Former Property Institute chief executive Ashley Church, who now describes himself as a property commentator, issued an 8-point prediction list today headed by 2 points: residential rents will rise, and the Government will have to make changes to KiwiBuild.
If KiwiBuild doesn’t change, it dies. For me, the notion that the Government should set itself up as the nation’s builder demonstrated an excess of enthusiasm over realism. What Labour wanted was more cheap homes. To achieve that it needs to provide incentives to both small builders & larger building companies to move their focus from the bigger returns of expensive houses.
One of those incentives is economic certainty – hard to do, given the amount of international uncertainty, but the Government has triggers it can pull. One of those is to set migration targets. The influx was down 14.7% from the net 72,402 in the year to July 2017 to 61,751 in October 2018, with a new figure due out today. Set a low target, and the Government will stop the housing market in its tracks; set a target that ensures growth but not over-stimulation, and builders will see a steady future.
But I don’t make a habit of setting down predictions – what I want to see is rarely what happens. So, over to Mr Church, and his housing market predictions for 2019:
In 2017, he said, he got his predictions 100% right. In 2018, he scored 6 out of 7.
The full list of predictions:
House prices will continue to stay flat throughout 2019 – but there will be no market crash…..
“Data recently released by Valocity shows that house prices across New Zealand were down 1% in the year to October 2018 (compared to October 2017). This matched our prediction for 2018 and is consistent with what would be expected during the flat period of the property cycle. Overall, the median New Zealand house price in 2019 will continue to ‘see-saw’ between small increases & small decreases as most of those regions which are still seeing growth follow Auckland into a general flattening period – but there will be no nationwide ‘crash’ in house prices.”
…..although there may be some large house price drops in specific locations:
“Despite house prices holding up overall, there may be house price drops in excess of 20% in a handful of locations around the country. These will mostly affect property investors and will generally be highly localised (ie, specific suburbs rather than entire towns or cities). These drops will be the result of a drop in investor confidence and/or will occur where house price increases were driven by speculation rather than real demand – but they won’t take place in sufficient volumes to impact on overall house price statistics.”

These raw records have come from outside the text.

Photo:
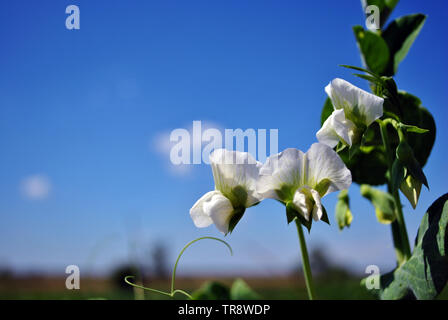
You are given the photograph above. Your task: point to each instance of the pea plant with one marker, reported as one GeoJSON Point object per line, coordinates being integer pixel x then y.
{"type": "Point", "coordinates": [382, 137]}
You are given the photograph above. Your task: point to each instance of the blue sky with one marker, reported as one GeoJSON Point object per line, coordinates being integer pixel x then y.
{"type": "Point", "coordinates": [84, 110]}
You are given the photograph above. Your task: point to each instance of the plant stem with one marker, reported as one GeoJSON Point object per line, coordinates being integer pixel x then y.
{"type": "Point", "coordinates": [305, 262]}
{"type": "Point", "coordinates": [399, 232]}
{"type": "Point", "coordinates": [402, 224]}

…..and it will take longer to sell a house (particularly in Auckland):
“According to recent Real Estate Institute data, it took a median 35 days to sell a house in the year to December 2018 (up from 32 days in the year to December 2017) and a median 39 days to sell a house in Auckland in December 2018 (up from 35 days in December 2017). In Auckland, this represents the highest number of days required to sell since December 2001 – but this number may go even higher in 2019 as Kiwis continue to take advantage of the price certainty, multitude of choice and more settled buying conditions associated with a flattening in the property cycle.”

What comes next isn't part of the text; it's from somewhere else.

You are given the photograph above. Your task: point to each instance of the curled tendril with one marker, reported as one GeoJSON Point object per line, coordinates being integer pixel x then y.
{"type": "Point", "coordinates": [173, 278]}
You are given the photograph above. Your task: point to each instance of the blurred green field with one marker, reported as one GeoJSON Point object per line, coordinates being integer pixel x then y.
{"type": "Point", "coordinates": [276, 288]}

There will be no further major changes to the loan:value (LVR) rules:
“The Reserve Bank will generally maintain its current LVR settings. The LVR for investors will remain at 30% during 2019 – while the LVR for home buyers will stay at 20%. If there are any further changes to the policy they will be in the form of tweaks to the level of the ‘speed limit’ (the extent to which trading banks can have clients who have less than the required deposit) – and these may be increased in 2019 if the market remains flat.”
The cost of renting will continue to rise in 2019:
“While it’s normal to see rent increases in the period following a property boom, the environment in which they will take place in 2019 will be made worse as a result of the real & imagined impact of Government policies, including the expected announcement of a capital gains tax, ring-fencing of tax losses & significant new compliance costs. As a result, we’re in for another year of bigger than average rent increases which will significantly exceed the average increase of $12/week, which took place in the decade between 2008 & 2017.”

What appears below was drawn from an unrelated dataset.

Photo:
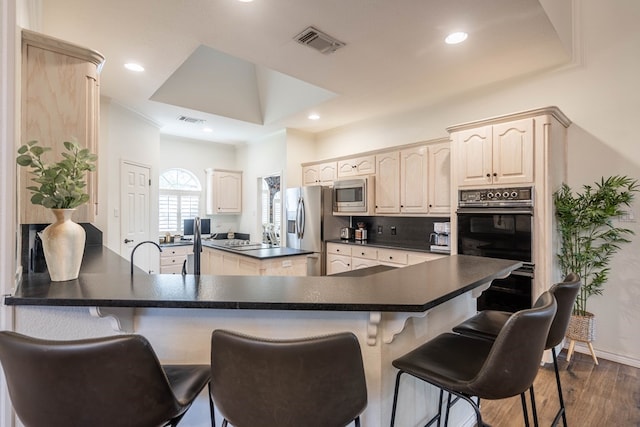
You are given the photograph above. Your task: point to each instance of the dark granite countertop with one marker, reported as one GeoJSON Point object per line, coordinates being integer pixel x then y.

High levels of immigration will continue to put pressure on housing:
“Annual net immigration eased to 65,000 in the year to June 2018 – slightly down on the historic high of 72,400 in the year to July 2017 – but still extremely high by historic standards. This easing will continue downward in 2019 – but (despite a pre-election promise to reduce immigration) immigration levels will remain historically high, putting further pressure on demand for both owner-occupied & rental housing.”
[As noted above, the annual net inflow fell to 61,751 in the year to October 2018. For the year to July 2018 the net inflow was 63,779, down 11.9% in 12 months. Over the 15 months from the peak, the fall was 14.7% (10,651). The recipe to maintain lower but steady immigration from now is not easy: Australia will beckon for many Kiwis, but not yet, because its economy is in worse shape than it ought to be in and it’s overbuilt speculative housing.]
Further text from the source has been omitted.